Basic concepts: support set and support

In mathematics, a support set of a real-valued function f defined on a set X, or support set for short, refers to a subset of X that satisfies f that happens to be non-zero on this subset. The most common situation is that X is a topological space, such as a real number axis, etc., and the function f is continuous under this topology. At this time, the supporting set of f is defined as such a closed set C: f is 0 in X\C, and there is no true closed subset of C that also satisfies this condition, that is, C is the smallest of all such subsets One. The support set in the topological sense is the closure of the support set in the sense of the point set. In particular, in probability theory, a probability distribution is the closure of the set of all possible values ​​of a random variable. ( Https://zh.wikipedia.org/wiki/%E6%94%AF%E6%92%91%E9%9B%86 )

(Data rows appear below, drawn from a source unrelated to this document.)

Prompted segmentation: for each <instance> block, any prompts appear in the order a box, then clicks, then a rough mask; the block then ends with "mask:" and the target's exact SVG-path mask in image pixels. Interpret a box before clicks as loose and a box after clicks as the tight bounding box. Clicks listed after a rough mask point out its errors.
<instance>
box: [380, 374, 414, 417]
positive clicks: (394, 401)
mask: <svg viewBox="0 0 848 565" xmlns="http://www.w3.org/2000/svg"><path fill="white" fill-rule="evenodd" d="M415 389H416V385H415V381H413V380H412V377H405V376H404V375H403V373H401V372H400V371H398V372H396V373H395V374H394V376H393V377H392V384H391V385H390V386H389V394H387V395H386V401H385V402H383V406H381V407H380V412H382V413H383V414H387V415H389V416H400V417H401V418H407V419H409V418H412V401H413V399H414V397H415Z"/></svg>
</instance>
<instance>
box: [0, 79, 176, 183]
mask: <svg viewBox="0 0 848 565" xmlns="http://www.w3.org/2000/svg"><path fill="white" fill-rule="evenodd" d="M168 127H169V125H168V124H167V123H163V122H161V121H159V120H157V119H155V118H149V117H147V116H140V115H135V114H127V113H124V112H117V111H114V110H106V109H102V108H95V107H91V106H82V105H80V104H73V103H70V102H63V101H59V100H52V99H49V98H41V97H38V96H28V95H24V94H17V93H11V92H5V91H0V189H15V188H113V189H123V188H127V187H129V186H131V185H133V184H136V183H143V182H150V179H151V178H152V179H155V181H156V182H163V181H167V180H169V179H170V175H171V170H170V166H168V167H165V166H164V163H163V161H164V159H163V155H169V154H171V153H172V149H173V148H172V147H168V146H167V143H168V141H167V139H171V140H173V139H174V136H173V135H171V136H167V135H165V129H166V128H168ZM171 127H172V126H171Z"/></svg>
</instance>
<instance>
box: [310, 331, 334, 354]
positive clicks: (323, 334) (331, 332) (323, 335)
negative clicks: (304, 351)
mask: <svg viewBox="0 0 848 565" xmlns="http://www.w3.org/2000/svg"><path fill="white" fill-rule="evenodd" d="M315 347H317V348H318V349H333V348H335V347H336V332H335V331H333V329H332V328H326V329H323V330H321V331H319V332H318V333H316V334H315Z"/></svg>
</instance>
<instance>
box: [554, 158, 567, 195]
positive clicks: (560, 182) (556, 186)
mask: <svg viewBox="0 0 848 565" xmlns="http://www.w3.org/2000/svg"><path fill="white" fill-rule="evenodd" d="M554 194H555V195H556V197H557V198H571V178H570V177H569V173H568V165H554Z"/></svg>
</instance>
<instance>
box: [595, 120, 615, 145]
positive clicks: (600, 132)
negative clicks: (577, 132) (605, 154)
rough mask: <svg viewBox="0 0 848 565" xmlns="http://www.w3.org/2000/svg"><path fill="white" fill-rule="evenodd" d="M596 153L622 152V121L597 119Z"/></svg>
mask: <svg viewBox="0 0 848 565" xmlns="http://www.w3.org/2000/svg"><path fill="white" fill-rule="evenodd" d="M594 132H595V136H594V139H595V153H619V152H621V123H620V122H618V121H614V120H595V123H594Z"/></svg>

The set theory of f supports supp(f)={x∈X|f(x)≠0} is the smallest subset of X, and its complement f is 0. If all points of f(x) except the finite number of points x in X are 0, then f has finite support.

Essential support 

ess supp(f)=X\∪{Ω⊂X|Ω is the largest open set, where f is almost everywhere on Ω} is the complement of the largest open set, usually referred to as supp(f)

https://en.wikipedia.org/wiki/Support_(mathematics)

In human terms, the support set is a subset of the function, and the function value is not zero in this subset, but the complement of the subset is zero. The number of its elements is the number of non-zero elements.